Liam i Noel Gallagher powrócili wspólnie na scenę po 16 latach od rozpadu kultowej kapeli. Dla miłośników ich muzyki bieżąca trasa ma ogromne znaczenie – po długich latach kłótni między braćmi fani liczą na to, iż Oasis zostanie z nimi na dłużej.
Tragedia na koncercie Oasis. Fan spadł z dużej wysokości
W sobotę (2 sierpnia) Oasis zagrał koncert na legendarnym stadionie Wembley w Londynie. Podczas głośnego wydarzenia jeden z fanów spadł z dużej wysokości i zginął na miejscu. Jak czytamy na łamach brytyjskiego dziennika "The Guardian", mężczyzna siedział na górnych trybunach stadionu. Najwyższy poziom areny znajduje się około 50 metrów nad ziemią.
Policjanci, którzy pilnowali bezpieczeństwa słuchaczy podczas sobotniego koncertu, otrzymali informację o rannej osobie o godz. 22:19.
"Mężczyzna w wieku około 40 lat został znaleziony z obrażeniami wskazującymi na upadek. Niestety na miejscu stwierdzono jego zgon. Stadion był zatłoczony. Sądzimy, iż wiele osób było świadkami tego zdarzenia i mogło je świadomie, bądź nieświadomie nagrać na telefonie" – czytamy w oświadczeniu rzecznika policji metropolitalnej.
W mediach społecznościowych pojawiły się już pierwsze relacje z występu Oasis na Wembley. Jedna z uczestniczek koncertu miała widzieć, jak ratownicy medyczni reanimują wspomnianego mężczyznę. "Byłam dokładnie pod spodem, w sektorze numer 211. Na pierwszy rzut oka pomyślałam, iż komuś z wyższego poziomu spadł płaszcz, ale potem dostrzegłam mężczyznę leżącego na betonie. To był przerażający widok" – opisała kobieta.
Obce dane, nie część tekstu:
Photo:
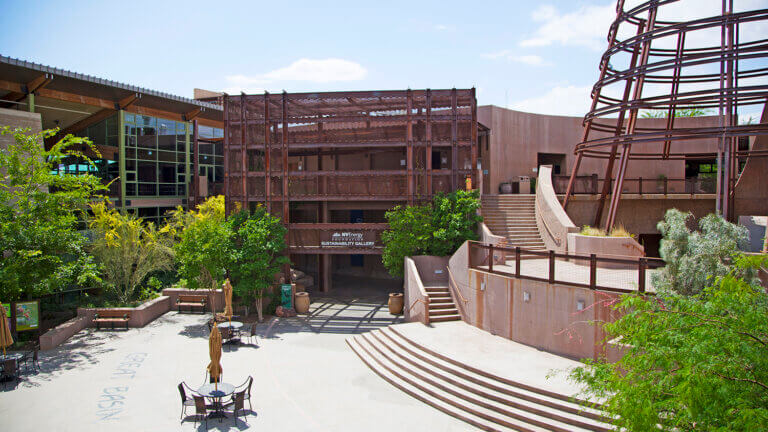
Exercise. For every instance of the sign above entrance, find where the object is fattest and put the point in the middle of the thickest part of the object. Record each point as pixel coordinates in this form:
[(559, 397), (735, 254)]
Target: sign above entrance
[(348, 239)]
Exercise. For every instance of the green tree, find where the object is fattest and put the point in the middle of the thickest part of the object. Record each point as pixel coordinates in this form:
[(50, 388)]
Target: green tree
[(259, 240), (436, 228), (694, 257), (128, 250), (696, 362), (204, 249), (40, 207)]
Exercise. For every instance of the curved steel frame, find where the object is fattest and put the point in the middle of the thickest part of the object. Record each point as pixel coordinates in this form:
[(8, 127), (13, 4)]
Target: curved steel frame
[(650, 63)]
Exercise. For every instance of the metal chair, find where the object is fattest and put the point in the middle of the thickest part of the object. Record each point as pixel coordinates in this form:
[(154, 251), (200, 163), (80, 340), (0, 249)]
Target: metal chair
[(186, 400), (201, 410), (245, 387), (238, 404)]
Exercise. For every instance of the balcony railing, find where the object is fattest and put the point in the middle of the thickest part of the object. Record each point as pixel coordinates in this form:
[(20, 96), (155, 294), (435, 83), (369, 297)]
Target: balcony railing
[(592, 185), (605, 273)]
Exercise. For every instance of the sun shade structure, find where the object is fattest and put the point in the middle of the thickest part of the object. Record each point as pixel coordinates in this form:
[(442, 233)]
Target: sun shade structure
[(214, 350), (227, 287), (5, 331), (715, 63)]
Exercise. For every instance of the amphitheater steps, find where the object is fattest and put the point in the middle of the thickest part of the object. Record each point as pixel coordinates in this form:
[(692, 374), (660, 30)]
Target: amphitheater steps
[(441, 305), (514, 217), (484, 400)]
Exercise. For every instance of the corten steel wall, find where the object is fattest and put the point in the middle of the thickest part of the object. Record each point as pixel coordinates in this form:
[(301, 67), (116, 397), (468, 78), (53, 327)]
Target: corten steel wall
[(343, 147), (518, 137), (653, 63), (548, 320)]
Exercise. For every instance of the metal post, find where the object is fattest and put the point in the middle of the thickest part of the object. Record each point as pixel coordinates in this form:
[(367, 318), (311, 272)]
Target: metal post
[(490, 258), (121, 155), (551, 266)]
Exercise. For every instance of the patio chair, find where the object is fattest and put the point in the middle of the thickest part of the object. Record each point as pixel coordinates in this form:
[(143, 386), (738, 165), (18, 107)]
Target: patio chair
[(201, 410), (238, 404), (10, 372), (245, 387), (187, 400)]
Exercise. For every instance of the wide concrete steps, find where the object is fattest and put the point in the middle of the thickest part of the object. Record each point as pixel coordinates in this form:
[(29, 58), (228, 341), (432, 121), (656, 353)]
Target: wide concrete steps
[(479, 398)]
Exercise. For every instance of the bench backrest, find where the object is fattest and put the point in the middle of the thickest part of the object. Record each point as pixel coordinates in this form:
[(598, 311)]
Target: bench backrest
[(112, 313), (192, 298)]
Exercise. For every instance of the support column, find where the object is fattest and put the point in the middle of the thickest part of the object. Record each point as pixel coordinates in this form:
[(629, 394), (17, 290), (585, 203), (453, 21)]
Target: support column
[(121, 155)]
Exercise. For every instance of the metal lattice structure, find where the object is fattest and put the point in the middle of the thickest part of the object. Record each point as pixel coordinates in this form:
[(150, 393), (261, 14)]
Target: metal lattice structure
[(651, 64), (283, 150)]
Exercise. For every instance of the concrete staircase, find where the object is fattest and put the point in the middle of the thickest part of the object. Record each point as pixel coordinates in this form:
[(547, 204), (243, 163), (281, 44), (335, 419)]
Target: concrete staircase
[(486, 401), (441, 305), (513, 216)]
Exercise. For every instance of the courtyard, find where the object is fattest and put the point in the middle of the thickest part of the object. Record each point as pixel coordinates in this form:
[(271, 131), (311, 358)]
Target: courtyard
[(305, 376)]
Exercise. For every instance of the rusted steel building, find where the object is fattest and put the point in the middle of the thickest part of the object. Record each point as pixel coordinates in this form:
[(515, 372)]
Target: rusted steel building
[(331, 164)]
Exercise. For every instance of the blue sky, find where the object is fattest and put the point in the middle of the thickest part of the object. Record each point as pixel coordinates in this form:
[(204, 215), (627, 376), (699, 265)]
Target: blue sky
[(528, 55)]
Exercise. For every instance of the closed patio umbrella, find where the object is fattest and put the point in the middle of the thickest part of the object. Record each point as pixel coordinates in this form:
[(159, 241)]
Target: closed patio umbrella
[(214, 350), (5, 331), (228, 299)]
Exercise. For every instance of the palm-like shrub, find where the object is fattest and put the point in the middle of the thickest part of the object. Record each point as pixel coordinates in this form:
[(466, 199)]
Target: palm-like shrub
[(128, 249)]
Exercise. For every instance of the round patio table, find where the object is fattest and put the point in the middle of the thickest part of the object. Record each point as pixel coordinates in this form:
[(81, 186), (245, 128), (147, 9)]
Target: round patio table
[(216, 393), (236, 325)]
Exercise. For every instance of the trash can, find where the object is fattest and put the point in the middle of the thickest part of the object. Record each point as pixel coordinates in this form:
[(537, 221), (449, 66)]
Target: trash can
[(286, 296)]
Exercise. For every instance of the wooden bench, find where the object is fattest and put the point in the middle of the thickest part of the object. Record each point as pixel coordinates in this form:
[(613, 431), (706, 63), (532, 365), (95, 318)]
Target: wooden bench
[(112, 317), (192, 301)]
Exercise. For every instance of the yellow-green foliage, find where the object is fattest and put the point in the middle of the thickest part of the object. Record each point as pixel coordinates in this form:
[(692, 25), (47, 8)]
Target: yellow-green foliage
[(590, 231), (617, 231), (620, 231)]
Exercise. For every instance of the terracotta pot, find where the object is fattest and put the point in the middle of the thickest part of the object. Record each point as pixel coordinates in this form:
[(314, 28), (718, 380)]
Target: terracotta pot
[(302, 302), (396, 303)]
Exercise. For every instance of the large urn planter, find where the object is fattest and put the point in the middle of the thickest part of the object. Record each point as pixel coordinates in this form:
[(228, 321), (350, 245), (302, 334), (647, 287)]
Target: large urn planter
[(302, 302), (396, 303)]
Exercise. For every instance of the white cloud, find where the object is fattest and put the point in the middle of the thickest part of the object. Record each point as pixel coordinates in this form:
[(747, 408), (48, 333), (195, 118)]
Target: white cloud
[(587, 26), (310, 70), (560, 100), (533, 60)]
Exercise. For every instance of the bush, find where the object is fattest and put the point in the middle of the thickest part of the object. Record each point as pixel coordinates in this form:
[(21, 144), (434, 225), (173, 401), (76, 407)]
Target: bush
[(694, 258), (437, 228)]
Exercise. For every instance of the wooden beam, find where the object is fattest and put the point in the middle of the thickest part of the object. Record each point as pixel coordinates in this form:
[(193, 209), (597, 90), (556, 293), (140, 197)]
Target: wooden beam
[(39, 82), (191, 115), (127, 101)]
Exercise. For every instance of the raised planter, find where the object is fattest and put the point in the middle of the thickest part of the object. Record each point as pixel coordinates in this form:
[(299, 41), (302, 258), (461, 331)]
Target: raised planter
[(618, 247), (140, 315)]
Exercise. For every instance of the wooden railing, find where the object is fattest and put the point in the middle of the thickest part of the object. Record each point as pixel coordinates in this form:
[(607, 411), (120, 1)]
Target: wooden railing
[(637, 266), (592, 185)]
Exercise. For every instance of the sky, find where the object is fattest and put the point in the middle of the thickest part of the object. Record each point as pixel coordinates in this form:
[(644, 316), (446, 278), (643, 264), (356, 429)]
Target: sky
[(535, 56)]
Zespół Oasis nie przeszedł obojętnie obok informacji o śmierci fana. "Jesteśmy zszokowani i zasmuceni tragiczną śmiercią fana podczas naszego wczorajszego koncertu. Oasis pragnie złożyć kondolencje rodzinie i przyjaciołom tej osoby" – przekazała grupa w oficjalnym komunikacie.